Performance Testing Vocabulary: k6, JMeter, and Load Testing Language
Master the English vocabulary for performance testing — throughput, p99 latency, virtual users, ramp-up, and the language of load, stress, soak, and smoke tests.
Performance Testing: Why Vocabulary Precision Matters
Performance testing results mean nothing if you cannot communicate them clearly. Terms like “the system was slow” or “it couldn’t handle much load” are too vague to drive engineering decisions. Performance engineers and QA professionals use a precise vocabulary that quantifies behaviour and guides remediation. This guide covers the core terms you need to discuss performance test results, design test plans, and interpret reports in English.
Core Metrics Vocabulary
Throughput
Throughput is the number of requests or transactions a system processes per unit of time. It is typically expressed as requests per second (RPS) or transactions per second (TPS).

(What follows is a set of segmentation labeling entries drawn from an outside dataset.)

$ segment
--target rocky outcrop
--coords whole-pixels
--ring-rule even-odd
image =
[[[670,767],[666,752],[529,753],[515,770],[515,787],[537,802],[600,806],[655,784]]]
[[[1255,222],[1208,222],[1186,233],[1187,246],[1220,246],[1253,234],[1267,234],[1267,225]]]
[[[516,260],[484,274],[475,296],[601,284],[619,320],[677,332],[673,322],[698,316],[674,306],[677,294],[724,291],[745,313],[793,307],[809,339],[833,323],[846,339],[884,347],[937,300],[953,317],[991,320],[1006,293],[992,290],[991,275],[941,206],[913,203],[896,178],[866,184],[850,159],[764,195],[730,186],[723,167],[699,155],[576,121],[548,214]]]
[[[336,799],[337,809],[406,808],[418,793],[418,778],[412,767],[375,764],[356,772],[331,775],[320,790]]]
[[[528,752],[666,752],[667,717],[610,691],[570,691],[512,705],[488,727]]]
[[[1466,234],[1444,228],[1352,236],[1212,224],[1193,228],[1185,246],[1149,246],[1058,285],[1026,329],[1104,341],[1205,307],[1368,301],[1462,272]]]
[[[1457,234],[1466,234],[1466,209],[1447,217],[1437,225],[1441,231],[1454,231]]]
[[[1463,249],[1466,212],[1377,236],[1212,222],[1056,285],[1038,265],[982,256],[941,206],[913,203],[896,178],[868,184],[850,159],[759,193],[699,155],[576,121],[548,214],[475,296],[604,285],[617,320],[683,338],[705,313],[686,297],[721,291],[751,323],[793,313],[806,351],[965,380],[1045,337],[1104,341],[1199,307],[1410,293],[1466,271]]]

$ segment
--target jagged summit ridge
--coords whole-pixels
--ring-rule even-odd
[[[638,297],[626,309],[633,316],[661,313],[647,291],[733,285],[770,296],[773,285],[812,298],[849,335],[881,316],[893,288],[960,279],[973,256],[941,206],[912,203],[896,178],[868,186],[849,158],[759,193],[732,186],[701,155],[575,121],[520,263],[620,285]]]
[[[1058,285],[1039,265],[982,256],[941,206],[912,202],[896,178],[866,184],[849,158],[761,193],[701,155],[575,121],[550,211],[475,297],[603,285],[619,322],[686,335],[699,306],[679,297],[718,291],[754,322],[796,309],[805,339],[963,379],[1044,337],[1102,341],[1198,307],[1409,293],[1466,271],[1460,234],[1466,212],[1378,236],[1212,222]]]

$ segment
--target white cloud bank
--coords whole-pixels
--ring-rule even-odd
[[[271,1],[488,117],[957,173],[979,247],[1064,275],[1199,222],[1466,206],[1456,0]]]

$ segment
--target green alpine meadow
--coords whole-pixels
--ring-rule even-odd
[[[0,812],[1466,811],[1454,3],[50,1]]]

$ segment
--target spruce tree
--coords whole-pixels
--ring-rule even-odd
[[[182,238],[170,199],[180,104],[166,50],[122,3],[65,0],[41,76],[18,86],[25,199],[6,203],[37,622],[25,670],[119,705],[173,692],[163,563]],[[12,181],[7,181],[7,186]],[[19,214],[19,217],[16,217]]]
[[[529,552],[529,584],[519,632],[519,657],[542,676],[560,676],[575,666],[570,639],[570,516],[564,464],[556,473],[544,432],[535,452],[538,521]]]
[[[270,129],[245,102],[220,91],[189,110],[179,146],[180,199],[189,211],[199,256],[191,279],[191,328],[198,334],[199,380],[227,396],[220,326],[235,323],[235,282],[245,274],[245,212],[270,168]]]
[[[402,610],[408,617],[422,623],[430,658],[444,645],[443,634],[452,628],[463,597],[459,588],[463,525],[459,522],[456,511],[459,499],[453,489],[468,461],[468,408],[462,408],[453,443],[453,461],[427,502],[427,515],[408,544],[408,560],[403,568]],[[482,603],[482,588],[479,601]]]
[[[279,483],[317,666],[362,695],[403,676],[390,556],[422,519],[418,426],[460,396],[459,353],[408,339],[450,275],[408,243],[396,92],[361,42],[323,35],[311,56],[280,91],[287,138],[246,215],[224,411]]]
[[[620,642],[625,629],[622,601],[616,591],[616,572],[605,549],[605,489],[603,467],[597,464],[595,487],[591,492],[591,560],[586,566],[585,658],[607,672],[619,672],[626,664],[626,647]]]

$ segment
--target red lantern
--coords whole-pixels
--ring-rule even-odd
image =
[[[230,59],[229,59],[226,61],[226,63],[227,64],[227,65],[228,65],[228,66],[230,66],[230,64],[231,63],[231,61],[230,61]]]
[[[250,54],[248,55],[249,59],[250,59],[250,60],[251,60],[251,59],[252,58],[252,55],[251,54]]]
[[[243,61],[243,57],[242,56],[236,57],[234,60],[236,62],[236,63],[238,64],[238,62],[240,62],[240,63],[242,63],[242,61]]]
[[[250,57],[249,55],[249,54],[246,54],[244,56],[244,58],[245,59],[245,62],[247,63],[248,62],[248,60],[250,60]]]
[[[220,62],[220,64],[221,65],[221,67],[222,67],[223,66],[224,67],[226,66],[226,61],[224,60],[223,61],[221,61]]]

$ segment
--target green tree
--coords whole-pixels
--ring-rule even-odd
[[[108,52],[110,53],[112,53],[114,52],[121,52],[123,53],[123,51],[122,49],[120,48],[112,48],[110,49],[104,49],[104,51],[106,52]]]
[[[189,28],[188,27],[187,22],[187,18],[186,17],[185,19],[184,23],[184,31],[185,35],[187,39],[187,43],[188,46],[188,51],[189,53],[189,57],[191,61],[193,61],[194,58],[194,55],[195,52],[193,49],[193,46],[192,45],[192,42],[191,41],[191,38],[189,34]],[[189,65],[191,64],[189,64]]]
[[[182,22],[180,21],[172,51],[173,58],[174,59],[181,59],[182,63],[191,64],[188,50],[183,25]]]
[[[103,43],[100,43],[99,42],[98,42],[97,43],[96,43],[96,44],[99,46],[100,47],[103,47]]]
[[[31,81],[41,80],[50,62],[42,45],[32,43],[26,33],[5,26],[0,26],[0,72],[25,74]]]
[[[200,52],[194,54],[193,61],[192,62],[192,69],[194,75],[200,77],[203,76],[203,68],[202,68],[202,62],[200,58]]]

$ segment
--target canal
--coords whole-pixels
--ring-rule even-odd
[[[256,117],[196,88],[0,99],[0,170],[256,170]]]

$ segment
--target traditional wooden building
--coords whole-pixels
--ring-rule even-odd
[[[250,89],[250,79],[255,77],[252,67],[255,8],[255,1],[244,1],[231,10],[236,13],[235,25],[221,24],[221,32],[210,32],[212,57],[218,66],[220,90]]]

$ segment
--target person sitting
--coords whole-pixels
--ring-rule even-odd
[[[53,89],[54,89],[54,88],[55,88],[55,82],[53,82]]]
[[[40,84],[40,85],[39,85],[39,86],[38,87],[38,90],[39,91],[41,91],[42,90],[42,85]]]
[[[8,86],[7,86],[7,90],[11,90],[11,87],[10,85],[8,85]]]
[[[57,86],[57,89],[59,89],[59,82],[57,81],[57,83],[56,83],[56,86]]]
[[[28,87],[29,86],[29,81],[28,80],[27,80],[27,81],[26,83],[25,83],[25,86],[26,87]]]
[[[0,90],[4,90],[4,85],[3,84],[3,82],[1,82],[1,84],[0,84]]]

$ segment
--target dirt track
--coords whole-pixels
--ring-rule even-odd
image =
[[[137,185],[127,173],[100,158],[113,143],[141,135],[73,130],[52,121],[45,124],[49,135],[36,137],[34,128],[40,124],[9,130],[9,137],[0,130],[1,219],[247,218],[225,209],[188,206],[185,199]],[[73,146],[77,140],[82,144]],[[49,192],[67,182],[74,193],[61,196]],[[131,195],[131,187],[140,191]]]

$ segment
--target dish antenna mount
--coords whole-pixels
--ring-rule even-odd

“At peak load, the checkout service achieved a throughput of 1,200 requests per second before response times began to degrade.”
Latency and Percentiles
Latency is the time from the moment a request is sent to the moment a response is received. A single latency number (like average) is rarely meaningful on its own — distributions matter.
Percentile latency is more informative than averages because it shows the experience of the worst-affected users:
- p50 (median) — 50% of requests completed within this time.
- p95 — 95% of requests completed within this time.
- p99 — 99% of requests completed within this time. “Our SLO requires p99 latency to remain below 500ms under normal load.”
- p999 (99.9th percentile) — only 0.1% of requests are slower than this. Used for systems requiring very low tail latency.
Tail latency — the latency experienced by the slowest requests, represented by high percentiles. High tail latency often indicates resource contention, GC pauses, or cold code paths.
Saturation Point
The saturation point is the load level at which a system’s resource (CPU, memory, connections) becomes fully utilised and throughput plateaus or response times increase sharply. “The saturation point for the API gateway was reached at approximately 800 concurrent virtual users.”
Error Rate
Error rate is the percentage of requests that return an error response (typically 4xx or 5xx HTTP status codes). “During the stress test, the error rate climbed from 0.1% to 8% as the system passed its saturation point.”
Test Types Vocabulary
Virtual User (VU)
A virtual user is a simulated user in a load testing tool like k6 or JMeter. Each virtual user executes the test scenario independently and concurrently. “We ramped from 0 to 500 virtual users over five minutes to simulate gradual traffic growth.”
Ramp-Up
Ramp-up is the phase at the start of a test during which load is gradually increased to the target level. Ramp-up avoids instant spike load that doesn’t reflect realistic user arrival patterns.
“The ramp-up period is configured to 10 minutes to let the JVM warm up its JIT compiler before we measure steady-state performance.”
Test Types
Smoke test — a minimal load test (e.g., 1–5 virtual users) run to verify that the test script and system are functioning correctly before a full test run. “We run a smoke test on every deployment to catch configuration regressions before the nightly load test.”
Load test — a test at the expected normal or peak traffic level, used to verify that performance meets SLOs. “The load test runs at 80% of our projected peak traffic for 30 minutes.”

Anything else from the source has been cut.